Thursday 3 April 2008

between travel...

I am between travel right now. I have plans though. I will be in Edinburgh for the weekend in 2 weeks (probably dealing with brass monkeys cold!) and then I have a long weekend in Hamburg, the first weekend in May …and of course hot on the heals of that trip the parents will be here.

But right now… I am between travel. The weather has been average since Easter - in fact it was average during Easter. It was distinctly more average here in London with storms hail and snow that it was in Barcelona… so I was definitely better off where I was!

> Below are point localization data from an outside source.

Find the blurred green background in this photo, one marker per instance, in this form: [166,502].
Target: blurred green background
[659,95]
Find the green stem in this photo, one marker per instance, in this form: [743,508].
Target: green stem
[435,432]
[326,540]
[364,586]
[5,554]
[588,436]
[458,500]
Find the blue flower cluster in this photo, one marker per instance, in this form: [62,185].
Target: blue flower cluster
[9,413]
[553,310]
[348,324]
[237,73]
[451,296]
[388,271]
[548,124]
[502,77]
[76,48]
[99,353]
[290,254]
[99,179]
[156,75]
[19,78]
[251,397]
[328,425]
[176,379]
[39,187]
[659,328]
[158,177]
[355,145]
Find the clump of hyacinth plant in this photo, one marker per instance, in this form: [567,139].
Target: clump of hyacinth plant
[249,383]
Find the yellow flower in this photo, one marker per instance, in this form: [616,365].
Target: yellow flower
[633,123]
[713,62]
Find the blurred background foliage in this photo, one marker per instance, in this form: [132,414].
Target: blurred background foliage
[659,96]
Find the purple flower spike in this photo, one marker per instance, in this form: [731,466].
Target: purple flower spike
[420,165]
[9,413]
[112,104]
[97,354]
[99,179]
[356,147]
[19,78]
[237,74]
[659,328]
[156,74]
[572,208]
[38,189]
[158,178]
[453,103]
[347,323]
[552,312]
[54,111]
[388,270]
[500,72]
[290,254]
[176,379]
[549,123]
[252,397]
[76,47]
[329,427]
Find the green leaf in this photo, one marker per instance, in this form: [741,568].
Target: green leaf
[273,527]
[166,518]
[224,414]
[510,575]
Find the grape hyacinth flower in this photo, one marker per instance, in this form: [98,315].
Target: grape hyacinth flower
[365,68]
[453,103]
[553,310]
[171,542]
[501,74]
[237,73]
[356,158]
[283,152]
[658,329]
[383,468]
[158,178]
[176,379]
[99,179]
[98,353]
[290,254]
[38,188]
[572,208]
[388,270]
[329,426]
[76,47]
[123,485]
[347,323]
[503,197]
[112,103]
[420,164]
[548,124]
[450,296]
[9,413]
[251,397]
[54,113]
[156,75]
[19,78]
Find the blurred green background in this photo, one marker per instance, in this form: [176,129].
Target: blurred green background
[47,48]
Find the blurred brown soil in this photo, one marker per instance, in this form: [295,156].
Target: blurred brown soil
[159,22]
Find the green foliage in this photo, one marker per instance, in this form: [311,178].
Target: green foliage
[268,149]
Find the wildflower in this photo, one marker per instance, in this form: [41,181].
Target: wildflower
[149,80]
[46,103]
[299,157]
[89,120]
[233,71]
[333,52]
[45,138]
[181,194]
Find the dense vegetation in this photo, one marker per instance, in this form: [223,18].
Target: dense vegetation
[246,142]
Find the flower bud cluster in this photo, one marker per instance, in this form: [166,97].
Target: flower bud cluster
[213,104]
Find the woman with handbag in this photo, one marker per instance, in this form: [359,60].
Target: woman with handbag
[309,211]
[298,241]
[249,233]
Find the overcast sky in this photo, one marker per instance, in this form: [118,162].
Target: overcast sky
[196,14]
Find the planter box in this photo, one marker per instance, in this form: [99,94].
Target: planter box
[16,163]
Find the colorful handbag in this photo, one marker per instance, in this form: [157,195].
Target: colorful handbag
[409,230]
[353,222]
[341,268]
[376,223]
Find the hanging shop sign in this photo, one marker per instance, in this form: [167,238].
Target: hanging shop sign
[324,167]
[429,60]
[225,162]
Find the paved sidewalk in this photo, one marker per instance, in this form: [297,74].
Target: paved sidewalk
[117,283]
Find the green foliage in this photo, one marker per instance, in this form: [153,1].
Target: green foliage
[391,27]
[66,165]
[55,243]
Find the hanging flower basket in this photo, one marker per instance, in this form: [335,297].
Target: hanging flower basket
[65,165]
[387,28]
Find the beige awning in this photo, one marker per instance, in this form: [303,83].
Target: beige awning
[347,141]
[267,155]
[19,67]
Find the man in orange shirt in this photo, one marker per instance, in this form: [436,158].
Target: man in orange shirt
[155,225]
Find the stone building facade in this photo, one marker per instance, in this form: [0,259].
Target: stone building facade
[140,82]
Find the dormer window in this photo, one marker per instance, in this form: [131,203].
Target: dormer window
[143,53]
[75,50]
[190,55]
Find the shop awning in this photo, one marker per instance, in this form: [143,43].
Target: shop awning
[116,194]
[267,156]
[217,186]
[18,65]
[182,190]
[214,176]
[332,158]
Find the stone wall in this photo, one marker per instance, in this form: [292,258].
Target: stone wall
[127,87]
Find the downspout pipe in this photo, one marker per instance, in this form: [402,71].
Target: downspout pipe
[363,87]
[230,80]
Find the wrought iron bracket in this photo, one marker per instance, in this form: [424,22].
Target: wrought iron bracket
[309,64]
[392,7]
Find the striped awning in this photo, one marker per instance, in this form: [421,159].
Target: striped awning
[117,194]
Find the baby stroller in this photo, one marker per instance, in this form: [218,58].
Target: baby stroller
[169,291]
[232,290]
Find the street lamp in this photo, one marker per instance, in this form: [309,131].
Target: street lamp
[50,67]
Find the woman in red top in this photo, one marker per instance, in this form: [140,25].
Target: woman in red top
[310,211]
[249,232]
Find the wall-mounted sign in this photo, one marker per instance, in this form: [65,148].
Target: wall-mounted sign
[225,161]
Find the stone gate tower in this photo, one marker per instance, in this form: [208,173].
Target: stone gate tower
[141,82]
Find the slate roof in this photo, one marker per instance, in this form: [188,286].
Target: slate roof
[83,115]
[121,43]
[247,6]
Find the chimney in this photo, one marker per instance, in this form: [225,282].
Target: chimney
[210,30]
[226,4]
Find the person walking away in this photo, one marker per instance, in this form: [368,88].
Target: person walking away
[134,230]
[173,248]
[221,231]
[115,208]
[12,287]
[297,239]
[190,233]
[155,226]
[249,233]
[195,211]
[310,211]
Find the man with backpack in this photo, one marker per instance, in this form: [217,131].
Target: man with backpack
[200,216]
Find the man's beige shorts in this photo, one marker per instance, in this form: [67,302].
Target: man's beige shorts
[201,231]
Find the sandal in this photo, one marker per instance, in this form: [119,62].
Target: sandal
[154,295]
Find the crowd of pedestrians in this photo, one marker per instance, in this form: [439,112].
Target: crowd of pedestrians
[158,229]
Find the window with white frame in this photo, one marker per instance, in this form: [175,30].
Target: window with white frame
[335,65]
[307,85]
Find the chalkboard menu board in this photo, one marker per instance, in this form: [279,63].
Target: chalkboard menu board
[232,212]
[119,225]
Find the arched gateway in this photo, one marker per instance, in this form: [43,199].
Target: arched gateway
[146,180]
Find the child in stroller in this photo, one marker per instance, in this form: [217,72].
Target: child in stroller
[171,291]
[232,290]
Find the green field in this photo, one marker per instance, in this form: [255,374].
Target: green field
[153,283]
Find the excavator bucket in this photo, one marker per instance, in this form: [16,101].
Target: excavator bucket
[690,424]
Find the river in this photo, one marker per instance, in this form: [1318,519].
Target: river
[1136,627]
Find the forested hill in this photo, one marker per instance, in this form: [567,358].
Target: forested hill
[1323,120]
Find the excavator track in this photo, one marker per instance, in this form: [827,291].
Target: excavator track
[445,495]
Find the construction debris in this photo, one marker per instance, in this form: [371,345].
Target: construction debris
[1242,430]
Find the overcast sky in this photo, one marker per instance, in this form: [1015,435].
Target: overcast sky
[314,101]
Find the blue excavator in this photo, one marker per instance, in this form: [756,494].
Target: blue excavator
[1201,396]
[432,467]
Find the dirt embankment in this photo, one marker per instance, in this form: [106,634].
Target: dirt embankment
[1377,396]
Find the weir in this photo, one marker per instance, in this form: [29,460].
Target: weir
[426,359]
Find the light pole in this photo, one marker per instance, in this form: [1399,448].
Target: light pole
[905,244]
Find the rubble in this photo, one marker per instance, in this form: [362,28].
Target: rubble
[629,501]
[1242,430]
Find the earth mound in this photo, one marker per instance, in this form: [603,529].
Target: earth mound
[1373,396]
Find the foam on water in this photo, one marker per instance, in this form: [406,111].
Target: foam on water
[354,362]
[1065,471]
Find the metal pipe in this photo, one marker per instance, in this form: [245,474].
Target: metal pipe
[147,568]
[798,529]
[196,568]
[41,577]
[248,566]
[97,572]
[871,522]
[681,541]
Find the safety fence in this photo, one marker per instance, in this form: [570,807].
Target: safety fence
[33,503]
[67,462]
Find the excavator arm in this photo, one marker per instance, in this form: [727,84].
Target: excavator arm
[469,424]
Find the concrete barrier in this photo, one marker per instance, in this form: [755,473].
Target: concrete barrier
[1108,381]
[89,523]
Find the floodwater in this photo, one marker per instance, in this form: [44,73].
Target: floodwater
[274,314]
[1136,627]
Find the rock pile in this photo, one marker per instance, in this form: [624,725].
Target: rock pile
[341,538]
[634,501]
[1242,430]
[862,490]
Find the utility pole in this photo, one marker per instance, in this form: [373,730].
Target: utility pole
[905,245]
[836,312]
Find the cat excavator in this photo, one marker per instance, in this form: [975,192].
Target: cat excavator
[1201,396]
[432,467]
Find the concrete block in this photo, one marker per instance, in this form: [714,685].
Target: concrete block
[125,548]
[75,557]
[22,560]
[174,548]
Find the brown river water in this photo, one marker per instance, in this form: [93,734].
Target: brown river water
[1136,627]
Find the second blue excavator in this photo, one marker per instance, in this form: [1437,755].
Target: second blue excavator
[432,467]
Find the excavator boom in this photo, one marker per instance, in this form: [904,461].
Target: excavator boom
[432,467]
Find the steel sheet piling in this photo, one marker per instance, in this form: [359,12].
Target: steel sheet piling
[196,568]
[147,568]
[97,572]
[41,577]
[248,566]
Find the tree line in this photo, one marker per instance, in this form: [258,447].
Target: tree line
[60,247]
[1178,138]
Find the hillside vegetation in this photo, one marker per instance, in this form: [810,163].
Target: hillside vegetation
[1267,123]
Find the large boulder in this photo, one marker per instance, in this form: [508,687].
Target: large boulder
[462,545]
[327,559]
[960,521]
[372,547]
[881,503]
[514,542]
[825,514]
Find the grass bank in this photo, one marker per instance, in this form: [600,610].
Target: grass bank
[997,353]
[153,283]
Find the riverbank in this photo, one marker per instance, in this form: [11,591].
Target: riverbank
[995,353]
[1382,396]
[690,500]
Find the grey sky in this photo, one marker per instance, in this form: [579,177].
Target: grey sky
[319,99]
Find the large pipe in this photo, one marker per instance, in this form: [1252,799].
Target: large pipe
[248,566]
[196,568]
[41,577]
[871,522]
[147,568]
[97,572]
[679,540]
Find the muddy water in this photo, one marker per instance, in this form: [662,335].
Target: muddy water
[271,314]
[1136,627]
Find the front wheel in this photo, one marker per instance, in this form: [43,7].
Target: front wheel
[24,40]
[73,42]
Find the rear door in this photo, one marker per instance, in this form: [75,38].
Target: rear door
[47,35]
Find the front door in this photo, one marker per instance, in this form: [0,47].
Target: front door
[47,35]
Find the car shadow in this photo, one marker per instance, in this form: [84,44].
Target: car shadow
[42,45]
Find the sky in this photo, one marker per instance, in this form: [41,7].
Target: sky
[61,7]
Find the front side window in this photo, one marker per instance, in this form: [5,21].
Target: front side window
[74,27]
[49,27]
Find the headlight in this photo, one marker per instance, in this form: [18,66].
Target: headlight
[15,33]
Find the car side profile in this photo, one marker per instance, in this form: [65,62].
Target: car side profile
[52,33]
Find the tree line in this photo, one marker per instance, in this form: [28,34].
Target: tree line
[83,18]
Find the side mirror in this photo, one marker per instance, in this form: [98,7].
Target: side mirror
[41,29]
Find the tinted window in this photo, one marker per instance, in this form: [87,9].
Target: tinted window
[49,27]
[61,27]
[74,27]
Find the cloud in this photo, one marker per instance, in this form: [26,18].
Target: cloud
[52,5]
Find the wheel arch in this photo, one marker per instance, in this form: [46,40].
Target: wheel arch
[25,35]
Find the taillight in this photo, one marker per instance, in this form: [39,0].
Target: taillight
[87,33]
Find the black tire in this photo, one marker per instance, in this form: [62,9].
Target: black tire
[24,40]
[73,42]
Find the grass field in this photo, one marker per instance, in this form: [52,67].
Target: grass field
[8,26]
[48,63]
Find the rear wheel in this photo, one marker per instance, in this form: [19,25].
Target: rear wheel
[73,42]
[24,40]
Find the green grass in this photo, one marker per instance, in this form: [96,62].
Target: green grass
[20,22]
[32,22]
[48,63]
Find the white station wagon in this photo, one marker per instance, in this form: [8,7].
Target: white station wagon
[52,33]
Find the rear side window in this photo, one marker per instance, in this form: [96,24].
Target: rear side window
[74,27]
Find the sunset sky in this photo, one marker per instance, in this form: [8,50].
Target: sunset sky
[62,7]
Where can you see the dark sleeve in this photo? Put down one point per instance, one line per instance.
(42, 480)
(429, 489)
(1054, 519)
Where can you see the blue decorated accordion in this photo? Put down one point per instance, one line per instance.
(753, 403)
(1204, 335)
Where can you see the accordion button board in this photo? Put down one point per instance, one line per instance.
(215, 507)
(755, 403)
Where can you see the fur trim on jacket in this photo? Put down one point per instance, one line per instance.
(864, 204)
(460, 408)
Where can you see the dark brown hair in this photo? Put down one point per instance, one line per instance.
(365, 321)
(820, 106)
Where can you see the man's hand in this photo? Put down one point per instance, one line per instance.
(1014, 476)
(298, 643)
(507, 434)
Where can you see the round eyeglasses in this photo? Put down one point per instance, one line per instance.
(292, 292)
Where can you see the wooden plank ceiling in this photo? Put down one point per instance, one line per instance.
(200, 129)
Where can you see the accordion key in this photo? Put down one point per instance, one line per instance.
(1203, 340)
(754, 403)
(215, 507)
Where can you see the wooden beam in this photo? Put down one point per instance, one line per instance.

Being between travel is interesting as you get into the general life of the city… work, eat, sleep, work, drink, eat, sleep, work, eat, sleep… It makes me realise what life would be like here if I wasn’t travelling every few weeks. It would be just like home with crappy weather, better public transport (when it runs) and too many people.

It’s times like this that I really miss Brisbane, and, strangely enough, it’s not the things I used to do that I miss. It’s all the things I didn’t do, or do very often anyway. How easy it is to take weekend and go to the Gold Coast, the Sunshine Coast, Straddie, the mountains, Byron Bay, Sydney, Melbourne… and how often did I take that weekend? Once, maybe twice, a year if I was lucky. Now I sit here and get fidgety if I haven’t been out of London for 2 weeks! I look for things to do, day trips, museums… last weekend I walked for 3 hours on Sunday afternoon. It was sunny and warm(ish) and I just walked. Never (ever!) did that in Brisbane (of course 3 hours walking in Brisbane would see you dead of heat exhaustion on some vertical hill in Paddington!).

So, the weekend approaches and I have no plans, and it annoys me! The weather is not looking great so that limits the options. But, London is a big place… and I haven’t seen it all yet. There are definitely things to do in London to fill the gaps when I am between travel.